Local, state, and national organizations and leaders in public health will be able to use the Public Health 2030 Scenarios to consider uncertainties, trends, and forces that will shape public health and public health organizations. The scenarios will offer a tool for them to inform future-oriented and successful long-term strategies and efforts, rather than making decisions and developing programs and systems solely based on the past and present.
IAF's project will consider a comprehensive set of factors that will influence local and national public health. These scenarios will build on IAF's previous work in health and health equity, such as Primary Care 2025, Vulnerability 2030, and Health and Health Care 2032, while also considering public health innovation, public health finance, technologies, automation, evidence-based care and administration, health inequity, and public health roles, policy, and administration.

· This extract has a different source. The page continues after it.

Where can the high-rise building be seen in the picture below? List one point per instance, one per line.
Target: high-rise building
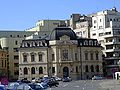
(106, 29)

Questions that the scenarios will address include: How will the focus, execution, and evaluation of the 10 essential public health functions change by 2030? Will some of these essential functions be transitioned to private providers, the marketplace, or technology? How will the roles of communities, community-based organizations, and national or regional non-profit organizations in shaping public health grow and change? In what ways will the local, state, and national fiscal and economic challenges impact public health agencies, departments, and personnel? What are sustainable financing options for local health departments? How will public health roles evolve? Will the role of industry and businesses in public health change? What will be the trade-offs and tensions between the regulatory and advocacy roles of public health departments? Will prevention become a more consistent focus of society and health care? How will the media and general public see and interpret public health issues?